Mr Van Lieshout said he knew it was a tough argument to make amid perceptions that “landlords are all bastards, they’re terrible people, they are capitalists and they should pay”.
“But the thing is, take a tenant that has a good business that’s been in business for 10 or 15 years, say he has a holiday home, he drives a nice Mercedes, and he has money in the bank,” he said.
“This [the coronavirus pandemic] happens suddenly — I think he has a moral obligation first to use some of his own capital.
“He might be paying $100,000-a-year rent and for three months, a quarter, he has to dip in his pocket for $25,000 of his own money instead of coming to me and saying, ‘How about you put up this money for me?’
“Why is it that people look at landlords and say, ‘Well landlords, you cop it’. If these people sack their staff and don’t pay any rent, they’re almost off scot-free.”
Commercial lawyers say it comes amid a wave of disputes brewing between landlords and business tenants facing wipe-out across Australia.
Some large institutional landlords have been pro-actively extending rent holidays.
An email from the centre manager, State Government-owned QIC (Queensland Investment Corporation),told retail tenants on March 27 “you may defer your upcoming April rent payment until 30 April”.
Ange Kondos, managing director of retail lease consultants LeaseWise, said some private landlords such as Mr Van Lieshout had not “shown the empathy that’s required”.
“I think the conduct of this particular landlord is abhorrent,” Mr Kondos said.
“If [landlords] want to play that hard line, they’re going to end up with lots of empty malls.”
Mr Kondos said the ban on evictions was welcome but rental terms remained unclear.
“Even working with landlords, the harsh reality is some people just won’t make it through the longer this goes on,” Mr Kondos said.
Appeal for rent relief
Mr Memis said another of his landlords, the Westfield shopping centre at Chermside on Brisbane’s northside, had given him a rent holiday.
“I think people are scared to order and people are scared to use the Uber and Deliveroo platforms or come out and pick up,” he said.

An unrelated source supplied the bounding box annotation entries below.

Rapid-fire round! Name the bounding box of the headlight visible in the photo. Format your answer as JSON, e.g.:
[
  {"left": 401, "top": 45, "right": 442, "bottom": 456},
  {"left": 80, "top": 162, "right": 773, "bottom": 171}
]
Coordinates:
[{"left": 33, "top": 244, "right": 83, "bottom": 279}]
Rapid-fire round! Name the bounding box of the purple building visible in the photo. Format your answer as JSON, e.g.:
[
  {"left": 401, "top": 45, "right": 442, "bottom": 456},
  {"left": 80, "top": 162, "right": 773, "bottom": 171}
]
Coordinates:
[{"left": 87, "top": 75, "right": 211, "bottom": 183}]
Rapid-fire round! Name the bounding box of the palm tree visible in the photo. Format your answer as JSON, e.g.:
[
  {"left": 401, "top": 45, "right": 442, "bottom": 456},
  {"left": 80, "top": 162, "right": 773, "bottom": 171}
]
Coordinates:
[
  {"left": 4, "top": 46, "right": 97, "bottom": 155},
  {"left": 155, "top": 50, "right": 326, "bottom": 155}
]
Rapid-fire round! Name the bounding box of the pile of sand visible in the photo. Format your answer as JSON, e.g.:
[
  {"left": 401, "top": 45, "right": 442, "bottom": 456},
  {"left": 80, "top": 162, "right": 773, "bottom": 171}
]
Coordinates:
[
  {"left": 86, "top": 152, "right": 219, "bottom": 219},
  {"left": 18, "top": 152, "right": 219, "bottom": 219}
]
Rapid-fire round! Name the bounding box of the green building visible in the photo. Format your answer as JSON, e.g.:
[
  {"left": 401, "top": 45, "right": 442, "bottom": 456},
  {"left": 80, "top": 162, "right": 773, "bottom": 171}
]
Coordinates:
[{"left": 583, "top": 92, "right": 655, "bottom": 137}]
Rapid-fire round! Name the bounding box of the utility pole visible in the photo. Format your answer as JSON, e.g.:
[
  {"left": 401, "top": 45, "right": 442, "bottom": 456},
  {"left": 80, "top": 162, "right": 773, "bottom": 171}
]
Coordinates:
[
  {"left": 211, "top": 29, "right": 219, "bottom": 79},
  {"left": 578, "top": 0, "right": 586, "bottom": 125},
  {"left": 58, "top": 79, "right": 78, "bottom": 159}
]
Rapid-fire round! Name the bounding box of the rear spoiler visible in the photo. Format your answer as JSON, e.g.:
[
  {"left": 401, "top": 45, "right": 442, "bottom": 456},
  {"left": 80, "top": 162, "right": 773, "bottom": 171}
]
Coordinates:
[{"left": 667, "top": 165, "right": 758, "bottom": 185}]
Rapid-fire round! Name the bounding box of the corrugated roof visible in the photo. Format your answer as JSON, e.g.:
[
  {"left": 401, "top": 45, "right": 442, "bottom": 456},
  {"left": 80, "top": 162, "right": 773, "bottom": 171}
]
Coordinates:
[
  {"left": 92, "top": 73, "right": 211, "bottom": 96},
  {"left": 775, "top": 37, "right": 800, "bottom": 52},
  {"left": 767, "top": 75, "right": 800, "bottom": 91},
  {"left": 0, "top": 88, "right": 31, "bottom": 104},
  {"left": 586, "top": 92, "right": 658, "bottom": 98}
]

“We had about 35 staff … we’re down to three.”
Mr Memis said he had been appealing for weeks for rent relief and had sent financial information when requested.
But he said he had received several “letters of demand explaining that rent is due and payable right now”.
The owner of a carvery outlet in Windsor in Sydney, Terry Hasan — who is the tenant of a different property owner — said he shut his award-winning business on Saturday.
“We’re in a cash-burn cycle now where we’re throwing our own money to burn it, our staff as well are saying with coronavirus they’re afraid to work, so I’ve knocked it on the head,” Mr Hasan said.
“I feel as though it’s extremely unfair for us to pay rent.”
‘Very paranoid about ever going bust’
Mr Van Lieshout said he was not subject to bank pressure because he owned properties outright “and that’s something that should not be used against me — for the fact I’ve been very frugal and that I’ve taken care of my affairs”.
“As I could, I owned my own premises because that got rid of two of the biggest worries in my life, which were banks and landlords,” he said.
“I hated bank managers because I feared them because they had control over me.
“Second thing was I had an early dislike for landlords because as a retailer … you had to negotiate with them all the time.”
Mr Van Lieshout said: “What I’m saying here can give me a lot of trouble because people say, ‘Well, he’s in a very sound, financial position and he won’t do this, he won’t do that’.”
“But I always kept capital reserves in [my] business,” he said.
“I couldn’t go bust because I always made sure that I kept substantial reserves — always — because as far as I was concerned, I had two responsibilities: one was to be able to pay the staff at all times and secondly, my suppliers.
“I’m very, very paranoid — always very paranoid — about ever going bust.
“As a businessman, you have to save for a rainy day — and right now it’s a cyclone — [but] I run a business the same as everyone else does. Why do I become the scapegoat at the end?”